Tektonik der Erinnerung: Christian Borchert im Sprengel Museum Hannover

Nicht jeder wird ihn kennen, obgleich er zu Lebzeiten durchaus kein unbeschriebenes Blatt war: Christian Borchert (1942-2000). Mit seinen fotografischen Beobachtungen unspektakulärer Alltagsmomente verwies er in der ideologiegesättigten Atmosphäre der 1980er-Jahre in besonderer Weise auf Möglichkeiten künstlerischer Integrität. In seinem von einem hohen zeitgeschichtlichen Bewusstsein getragenen Werk liegen archivarisch-dokumentarische und künstlerisch-poetische Strategien nahe beieinander.

Seit Mitte der 1950er-Jahre fand der Fotograf seine Motive vor allem in seiner Geburtsstadt Dresden und in Berlin. Hierher war er 1968 nach einem Ingenieur-Studium, einer Tätigkeit als technischer Leiter an der Deutschen Hochschule für Filmkunst, Potsdam Babelsberg, und einer Ausbildung als Fotograf in Potsdam gezogen und hatte, neben einem Fernstudium Fotografie an der Hochschule für Grafik und Buchkunst Leipzig, sechs Jahre als Bildreporter für die wöchentlich erscheinende Neue Berliner Illustrierte gearbeitet.

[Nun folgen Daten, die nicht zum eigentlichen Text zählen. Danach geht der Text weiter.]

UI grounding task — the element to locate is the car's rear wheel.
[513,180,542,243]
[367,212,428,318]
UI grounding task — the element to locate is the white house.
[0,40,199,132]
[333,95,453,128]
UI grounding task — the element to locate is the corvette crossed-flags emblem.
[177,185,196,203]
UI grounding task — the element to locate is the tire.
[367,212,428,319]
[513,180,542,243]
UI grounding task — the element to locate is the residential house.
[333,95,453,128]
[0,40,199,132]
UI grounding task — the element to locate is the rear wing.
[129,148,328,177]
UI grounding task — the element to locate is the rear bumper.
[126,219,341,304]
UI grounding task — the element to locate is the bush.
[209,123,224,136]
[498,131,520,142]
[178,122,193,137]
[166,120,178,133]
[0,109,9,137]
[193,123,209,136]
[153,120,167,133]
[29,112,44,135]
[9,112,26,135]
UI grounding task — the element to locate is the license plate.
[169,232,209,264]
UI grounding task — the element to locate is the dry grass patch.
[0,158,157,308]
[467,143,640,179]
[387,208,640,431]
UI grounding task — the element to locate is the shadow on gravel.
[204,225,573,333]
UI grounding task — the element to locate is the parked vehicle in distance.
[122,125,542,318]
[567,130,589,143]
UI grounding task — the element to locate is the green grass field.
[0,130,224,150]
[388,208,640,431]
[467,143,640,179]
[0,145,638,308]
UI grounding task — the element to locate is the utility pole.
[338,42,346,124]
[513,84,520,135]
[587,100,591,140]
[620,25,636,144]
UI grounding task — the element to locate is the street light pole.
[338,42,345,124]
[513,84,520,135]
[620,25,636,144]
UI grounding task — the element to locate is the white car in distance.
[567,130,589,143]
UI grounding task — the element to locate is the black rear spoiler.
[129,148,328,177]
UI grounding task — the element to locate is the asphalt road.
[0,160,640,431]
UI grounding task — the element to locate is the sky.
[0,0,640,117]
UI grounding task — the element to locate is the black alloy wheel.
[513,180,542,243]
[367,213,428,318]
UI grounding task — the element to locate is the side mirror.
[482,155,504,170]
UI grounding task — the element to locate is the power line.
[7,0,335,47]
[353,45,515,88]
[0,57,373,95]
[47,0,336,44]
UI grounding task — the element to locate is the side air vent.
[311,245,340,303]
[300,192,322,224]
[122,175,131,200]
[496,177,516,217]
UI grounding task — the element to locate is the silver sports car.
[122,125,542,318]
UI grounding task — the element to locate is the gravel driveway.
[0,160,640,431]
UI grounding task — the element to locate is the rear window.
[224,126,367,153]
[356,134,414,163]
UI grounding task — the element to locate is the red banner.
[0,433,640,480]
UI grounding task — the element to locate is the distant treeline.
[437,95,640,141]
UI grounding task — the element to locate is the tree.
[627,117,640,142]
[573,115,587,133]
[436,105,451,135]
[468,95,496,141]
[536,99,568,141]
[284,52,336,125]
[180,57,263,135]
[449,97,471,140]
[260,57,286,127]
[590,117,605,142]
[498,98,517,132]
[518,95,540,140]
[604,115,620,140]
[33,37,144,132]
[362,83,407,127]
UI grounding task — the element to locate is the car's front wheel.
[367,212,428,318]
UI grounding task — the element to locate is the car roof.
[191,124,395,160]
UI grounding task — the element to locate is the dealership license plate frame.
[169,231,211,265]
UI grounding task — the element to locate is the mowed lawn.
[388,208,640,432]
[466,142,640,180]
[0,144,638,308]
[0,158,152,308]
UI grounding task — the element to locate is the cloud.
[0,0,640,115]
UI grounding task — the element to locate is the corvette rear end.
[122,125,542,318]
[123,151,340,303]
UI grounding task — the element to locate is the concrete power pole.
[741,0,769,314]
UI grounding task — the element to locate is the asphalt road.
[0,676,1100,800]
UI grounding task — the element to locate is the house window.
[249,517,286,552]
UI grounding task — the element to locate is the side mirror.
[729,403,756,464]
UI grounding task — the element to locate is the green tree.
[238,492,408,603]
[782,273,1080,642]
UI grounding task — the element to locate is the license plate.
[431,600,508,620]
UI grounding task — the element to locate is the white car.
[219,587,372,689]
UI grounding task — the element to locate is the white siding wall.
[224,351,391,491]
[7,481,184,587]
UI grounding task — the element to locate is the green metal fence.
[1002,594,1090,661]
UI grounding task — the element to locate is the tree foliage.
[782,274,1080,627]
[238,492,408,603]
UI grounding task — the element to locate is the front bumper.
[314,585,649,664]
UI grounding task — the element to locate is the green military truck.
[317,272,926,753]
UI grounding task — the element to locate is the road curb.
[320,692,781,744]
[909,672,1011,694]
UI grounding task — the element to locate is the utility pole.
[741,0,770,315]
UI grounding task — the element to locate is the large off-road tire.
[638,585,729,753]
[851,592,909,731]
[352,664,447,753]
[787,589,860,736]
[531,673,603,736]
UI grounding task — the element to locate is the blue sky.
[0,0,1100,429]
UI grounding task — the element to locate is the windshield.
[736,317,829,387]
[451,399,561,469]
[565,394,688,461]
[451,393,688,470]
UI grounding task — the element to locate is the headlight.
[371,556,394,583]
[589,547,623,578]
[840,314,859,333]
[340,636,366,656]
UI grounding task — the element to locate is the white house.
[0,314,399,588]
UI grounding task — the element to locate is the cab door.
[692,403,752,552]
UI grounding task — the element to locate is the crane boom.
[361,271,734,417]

Mit einem umfangreichen Projekt zu Künstler*innenporträts markierte Christian Borchert dann im Jahr 1976 einen radikalen Bruch in seinem bisherigen Selbstverständnis als Fotograf. Ein von bildjournalistischen Vorgaben unabhängiges Arbeiten ermöglichte ihm der Auftrag zu einer Langzeitdokumentation des Wiederaufbaus der Semperoper Dresden. Freundschaften mit Lyriker*innen und Schriftsteller*innen wie Elke Erb (*1938) oder Richard Pietraß (*1946) schärften die eigene Auseinandersetzung mit poetischer Bildlichkeit. Neben den Alltagsbeobachtungen ist es vor allem das umfangreiche, systematisch angelegte Langzeitprojekt der „Familienporträts“ und sind es Publikationen zur jüngeren Geschichte seiner Geburtsstadt Dresden sowie zum Literaturwissenschaftler Victor Klemperer (1881-1960), die wesentlich Strahlkraft gewannen.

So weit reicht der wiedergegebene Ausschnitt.